Volume 26 Issue 4, 2011

Engaged and resilient communities: An overview of workshop rationale and structure

Heather Crawley


A three-day workshop was conducted from May 17-19 2011, with a focus on community engagement and resilience in the emergency management context. The workshop, funded by the Attorney General’s Department under the auspices of the National Security Capability Development Division, was conducted at the Australian Emergency Management Institute at Mt Macedon, Victoria.

The drivers of the event included the following:

  • The Black Saturday Victorian Bushfire Royal Commission, and other disaster inquiries, identifying the need for an increased emphasis on community engagement and resilience.
  • The release of the National Strategy for Disaster Resilience in February 2011.
  • The formation of the Community Engagement sub-committee of NEMC in 2010.
  • The release of the ISO 31000 in 2010, emphasising the importance of stakeholder engagement in the risk management process.
  • The AEMI 2009 think tank entitled ‘Business as Usual or Unusual Business?’ which explored issues of how to improve national capacity to respond to disasters that are increasing in scale and severity.
  • Recognition that the complex, time consuming, process-oriented and resource intensive nature of emergency management creating challenges for community engagement.
  • More frequent, more intense and more large-scale, longitudinal events making a lack of community engagement untenable and actively dangerous.
  • The consistent research finding that community engagement leads to better outcomes.
Photograph of people participating in a Socratic Circle. The people sit in a large circle facing each other.

Participants were engaged in a number of rich conversations using Socratic Circles.

Over sixty people representing government, non-government, private enterprise and community members, attended the workshop. The goal was to interrogate issues of resilience building and community engagement at all points of the disaster management cycle, and to learn from best practice in community engagement in other sectors.
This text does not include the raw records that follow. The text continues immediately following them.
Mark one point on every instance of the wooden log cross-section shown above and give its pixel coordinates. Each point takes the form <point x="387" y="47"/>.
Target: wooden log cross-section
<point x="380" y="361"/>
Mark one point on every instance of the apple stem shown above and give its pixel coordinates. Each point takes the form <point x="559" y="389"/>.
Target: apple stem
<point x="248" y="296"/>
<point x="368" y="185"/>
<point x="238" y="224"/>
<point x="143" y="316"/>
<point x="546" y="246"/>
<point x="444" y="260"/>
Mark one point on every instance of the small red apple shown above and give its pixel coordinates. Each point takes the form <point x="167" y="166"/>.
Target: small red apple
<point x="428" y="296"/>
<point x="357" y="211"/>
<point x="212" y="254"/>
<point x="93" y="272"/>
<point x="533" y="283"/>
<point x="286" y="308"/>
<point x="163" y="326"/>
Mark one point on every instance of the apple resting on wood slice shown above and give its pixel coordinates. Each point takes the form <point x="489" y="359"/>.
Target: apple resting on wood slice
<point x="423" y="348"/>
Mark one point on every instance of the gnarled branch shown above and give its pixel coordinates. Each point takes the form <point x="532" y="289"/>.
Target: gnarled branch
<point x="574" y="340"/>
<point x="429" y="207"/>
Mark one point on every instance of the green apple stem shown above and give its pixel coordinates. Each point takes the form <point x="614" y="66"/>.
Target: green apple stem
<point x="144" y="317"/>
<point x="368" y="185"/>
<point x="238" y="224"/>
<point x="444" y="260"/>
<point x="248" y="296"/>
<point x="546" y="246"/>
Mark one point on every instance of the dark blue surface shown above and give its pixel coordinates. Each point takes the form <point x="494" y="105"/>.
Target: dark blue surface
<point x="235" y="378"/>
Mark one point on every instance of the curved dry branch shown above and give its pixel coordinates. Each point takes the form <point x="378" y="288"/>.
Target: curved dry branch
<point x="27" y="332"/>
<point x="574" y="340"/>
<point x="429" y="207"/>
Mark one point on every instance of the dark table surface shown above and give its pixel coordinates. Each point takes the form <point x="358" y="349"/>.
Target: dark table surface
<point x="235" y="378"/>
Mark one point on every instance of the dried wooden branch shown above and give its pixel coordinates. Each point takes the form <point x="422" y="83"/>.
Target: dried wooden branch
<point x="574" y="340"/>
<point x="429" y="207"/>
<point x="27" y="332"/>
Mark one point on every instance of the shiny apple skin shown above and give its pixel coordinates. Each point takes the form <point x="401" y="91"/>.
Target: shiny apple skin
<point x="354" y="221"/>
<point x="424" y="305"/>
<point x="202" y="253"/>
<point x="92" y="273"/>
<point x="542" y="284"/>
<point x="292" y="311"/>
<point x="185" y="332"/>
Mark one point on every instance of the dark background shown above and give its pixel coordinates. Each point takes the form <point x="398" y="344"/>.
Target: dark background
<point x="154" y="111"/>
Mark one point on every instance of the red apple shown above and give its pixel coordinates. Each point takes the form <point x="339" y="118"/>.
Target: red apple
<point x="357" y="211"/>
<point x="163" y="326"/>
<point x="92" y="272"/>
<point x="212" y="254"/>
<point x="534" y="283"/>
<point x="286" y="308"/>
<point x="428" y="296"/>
Participants were presented with two ‘big questions’ at the outset, and they were asked to present their responses on day 3.

  • If we had a magic wand and community engagement in emergency management was working perfectly, what would be different?
  • Imagine we are looking back at how we arrived at this perfect engagement. What happened along the way (steps, milestones) that helped us get there?

The workshop structure attempted to model good practice in community-led engagement by requiring the smaller break out groups to be self-determining. These groups mimicked the complexities of communication and leadership in the context of community engagement in a disaster; groups had to work through issues of power and personality in the same way that a disaster-affected community might.

Photograph of a carpeted wall board covered with posters and information flyers about emergencies and natural hazards

A number of organisations provided visual display materials based on community engagement, strategies and events.

Participants were also asked to be a part of a series of ‘rich conversations’ which encouraged exploration of the issues of resilience and community engagement through listening and dialogue.

Sixteen of the participants were tasked with presenting sessions on specific issues, from which a number of papers and articles have been drawn:

  • defining engagement and resilience
  • engaging diverse groups
  • community indicators of resilience and engagement
  • social networks, behaviour and well-being: mapping community connectedness
  • community engagement in other sectors in routine times
  • community led engagement and resilience
  • measurement and evaluation of resilience

The first paper from the workshop, in the session led by Alison Cottrell appears in this edition. Others will be published in future editions of AJEM or as occasional papers, recognisable by the origami logo.